Take_over option not working - logs being reharvested after filebeat restart

I followed the migration guide to migrate my log inputs to filestream inputs, including adding a unique id and setting the "take_over" option to true. However, upon restarting the filebeat service, all of the logs are reharvested, resulting in a huge spike of millions of messages that brings my Graylog server to its knees.

I'd like to switch to filestreams since log inputs are deprecated and slated for removal, but if I can't migrate smoothly, I will not be able to roll it out to my production servers where the spike in reharvested logs would be 100x bigger.

Hi @ian.springer-sf Welcome to the community.

What version of the Stack and Beats?

Can you share your filebeat config?

Question are you running this in the same instance that already loaded the data from the logs input.... just checking

This method relies on reusing the registry data that tracks progress... if you just run this in a new filebeat instance it will try to load all the logs / files

Hi Stephen,

Thanks!

I'm running filebeat 7.17.0. I was running 7.14.0 prior to the restart where I switched from log inputs to filestream inputs, in case that makes a difference.

Here's my filebeat.yml:

filebeat.modules: []
filebeat.inputs: []
logging.level: info
logging.to_files: true
logging.files:
  name: filebeat
  path: "/var/log/filebeat"
output.logstash:
  hosts:
  - t4log:5044
  ssl.enabled: true
  ssl.certificate: "/root/.client-certs/client-graylog.crt"
  ssl.key: "/root/.client-certs/client-graylog-key.pem"
  ssl.certificate_authorities:
  - "/root/.server-certs/server-graylog-ca-chain.crt"
  ssl.verification_mode: certificate
processors:
- copy_fields:
    fields:
    - from: agent.name
      to: agent.hostname
    fail_on_error: false
    ignore_missing: true
filebeat.registry.path: "/var/lib/filebeat/registry"
filebeat.config.inputs:
  enabled: true
  path: "/etc/filebeat/conf.d/*.yml"

And here's an example of one of my input configs (/etc/filebeat/conf.d/lwrp-prospector-integrator.yml) before:

- paths:
  - "/data/application-logs/integrator/integrator.log"
  exclude_lines: []
  tags:
  - integrator_main
  exclude_files: []
  tail_files: false
  ignore_older: 168h
  multiline.type: pattern
  multiline.pattern: "^([A-Z ]{5} \\d{4}-\\d{2}-\\d{2} \\d{2}:\\d{2}:\\d{2},\\d{3}|\\[Stage )"
  multiline.negate: true
  multiline.match: after

and after:

- type: filestream
  id: integrator
  take_over: true
  paths:
  - "/data/application-logs/integrator/integrator.log"
  exclude_lines: []
  tags:
  - integrator_main
  ignore_older: 168h
  prospector.scanner.exclude_files: []
  close.on_state_change.inactive: 96h
  close.on_state_change.removed: true
  parsers:
  - multiline:
      type: pattern
      pattern: "^([A-Z ]{5} \\d{4}-\\d{2}-\\d{2} \\d{2}:\\d{2}:\\d{2},\\d{3}|\\[Stage )"
      negate: true
      match: after

Yes, I'm running it in the same instance that was previously using log inputs. I updated the input configs, updated the filebeat binaries from 7.14.0 to 7.17.0, and restarted the filebeat service. I then saw the flood of duplicate log messages in Graylog.

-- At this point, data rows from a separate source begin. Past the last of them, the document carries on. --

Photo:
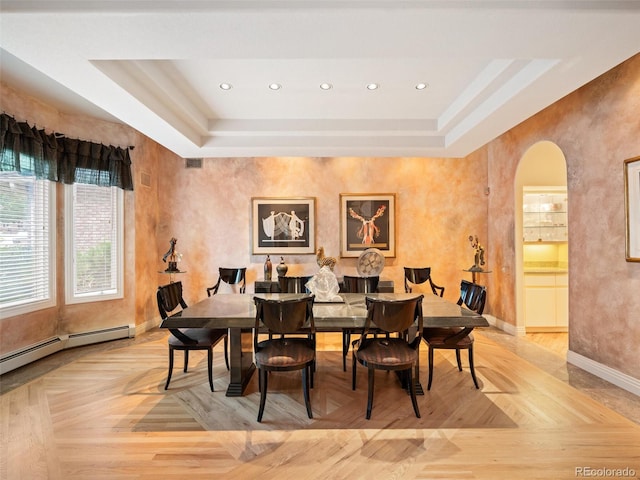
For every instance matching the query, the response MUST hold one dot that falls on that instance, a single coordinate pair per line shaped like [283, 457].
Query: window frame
[34, 305]
[69, 240]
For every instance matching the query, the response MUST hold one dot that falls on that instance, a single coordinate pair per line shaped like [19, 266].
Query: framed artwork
[632, 208]
[367, 221]
[283, 225]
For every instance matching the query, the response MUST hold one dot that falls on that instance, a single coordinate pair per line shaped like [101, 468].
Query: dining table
[237, 313]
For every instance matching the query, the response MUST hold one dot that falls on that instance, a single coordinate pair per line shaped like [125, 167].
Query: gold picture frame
[632, 208]
[283, 225]
[367, 220]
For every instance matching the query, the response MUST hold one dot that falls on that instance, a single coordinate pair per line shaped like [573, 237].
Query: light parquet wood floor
[105, 415]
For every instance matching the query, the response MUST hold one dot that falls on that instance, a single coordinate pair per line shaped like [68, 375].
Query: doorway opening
[542, 242]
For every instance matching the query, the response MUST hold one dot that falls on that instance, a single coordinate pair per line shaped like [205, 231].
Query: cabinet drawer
[535, 280]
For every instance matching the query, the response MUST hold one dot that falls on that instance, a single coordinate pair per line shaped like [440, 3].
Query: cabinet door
[540, 306]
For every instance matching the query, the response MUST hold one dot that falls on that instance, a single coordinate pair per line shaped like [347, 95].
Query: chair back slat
[294, 284]
[394, 315]
[473, 296]
[169, 297]
[416, 275]
[285, 316]
[230, 276]
[353, 284]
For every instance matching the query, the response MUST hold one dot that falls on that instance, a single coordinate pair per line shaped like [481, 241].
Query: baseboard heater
[30, 354]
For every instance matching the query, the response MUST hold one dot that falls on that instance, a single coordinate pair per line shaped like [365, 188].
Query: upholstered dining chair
[419, 276]
[294, 284]
[230, 276]
[473, 297]
[353, 284]
[390, 353]
[291, 320]
[169, 298]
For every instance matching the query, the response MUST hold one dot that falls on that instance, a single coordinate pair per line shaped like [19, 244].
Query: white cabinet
[546, 302]
[544, 214]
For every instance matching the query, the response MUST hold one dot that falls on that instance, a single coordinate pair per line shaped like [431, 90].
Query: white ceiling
[156, 65]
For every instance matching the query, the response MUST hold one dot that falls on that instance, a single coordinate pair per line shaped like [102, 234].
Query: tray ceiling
[158, 66]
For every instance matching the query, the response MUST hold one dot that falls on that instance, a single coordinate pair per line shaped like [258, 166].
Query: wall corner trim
[617, 378]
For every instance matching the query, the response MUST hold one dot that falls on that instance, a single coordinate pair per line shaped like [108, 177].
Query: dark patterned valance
[30, 151]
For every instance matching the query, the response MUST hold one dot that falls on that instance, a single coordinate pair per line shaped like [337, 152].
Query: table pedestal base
[241, 365]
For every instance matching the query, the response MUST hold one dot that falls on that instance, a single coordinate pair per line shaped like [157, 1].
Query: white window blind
[93, 243]
[27, 244]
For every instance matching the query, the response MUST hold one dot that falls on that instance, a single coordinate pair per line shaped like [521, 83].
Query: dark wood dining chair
[169, 298]
[353, 284]
[294, 284]
[419, 276]
[291, 345]
[473, 297]
[390, 353]
[230, 276]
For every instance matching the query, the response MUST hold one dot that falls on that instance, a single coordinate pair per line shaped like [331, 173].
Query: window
[27, 244]
[93, 243]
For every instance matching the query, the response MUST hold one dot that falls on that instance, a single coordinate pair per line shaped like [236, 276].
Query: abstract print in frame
[632, 208]
[282, 226]
[367, 221]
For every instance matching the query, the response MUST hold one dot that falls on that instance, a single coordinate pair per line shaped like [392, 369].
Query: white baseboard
[619, 379]
[26, 355]
[505, 327]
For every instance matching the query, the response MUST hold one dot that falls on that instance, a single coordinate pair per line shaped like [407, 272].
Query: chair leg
[166, 386]
[346, 339]
[305, 390]
[353, 371]
[370, 392]
[226, 354]
[471, 367]
[210, 366]
[430, 367]
[412, 390]
[263, 391]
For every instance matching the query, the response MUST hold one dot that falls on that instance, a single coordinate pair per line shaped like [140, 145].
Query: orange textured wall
[439, 203]
[597, 127]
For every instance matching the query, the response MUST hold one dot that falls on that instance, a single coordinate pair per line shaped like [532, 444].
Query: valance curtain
[30, 151]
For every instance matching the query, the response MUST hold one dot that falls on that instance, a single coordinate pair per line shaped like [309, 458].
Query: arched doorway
[541, 243]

Ahhhh ... think I got it...

take_over is an brand new 8.7 Feature... (not even in 8.6)

You are using 7.17 and so it is not as clean and I think you are looking at the 8.7 docs... but you need to be looking at the 7.17 docs

From here

Step 2: Exclude all processed files

Filebeat does not provide access to the state information of different inputs. Hence, the filestream input cannot access the state information of a log input in the Filebeat registry. You must exclude the files the log input has processed or is processing. If you do not exclude those files, you will end up with duplicate events in the output.

Do you truly only have a single log file?

Ah, damn - nice catch!

I noticed in the upgrade docs that it's recommended to upgrade to 7.17 first before upgrading to 8.x. Considering that, it sounds like I will have to do the following:

  1. switch back to log inputs
  2. upgrade to 7.17.0
  3. upgrade to 8.7.0
  4. migrate to filestream inputs using take_over option

Does that look correct to you?

We do rotate some of our log files, but not all. And even for the ones we rotate, we let them grow pretty large before rotating, so we would want a smooth transition that avoids sending lots of duplicate messages.

Looks pretty good....

Maybe pre / short post.... smaller files for rotation... then once everything is running well go back to big files. ...

This topic was automatically closed 28 days after the last reply. New replies are no longer allowed.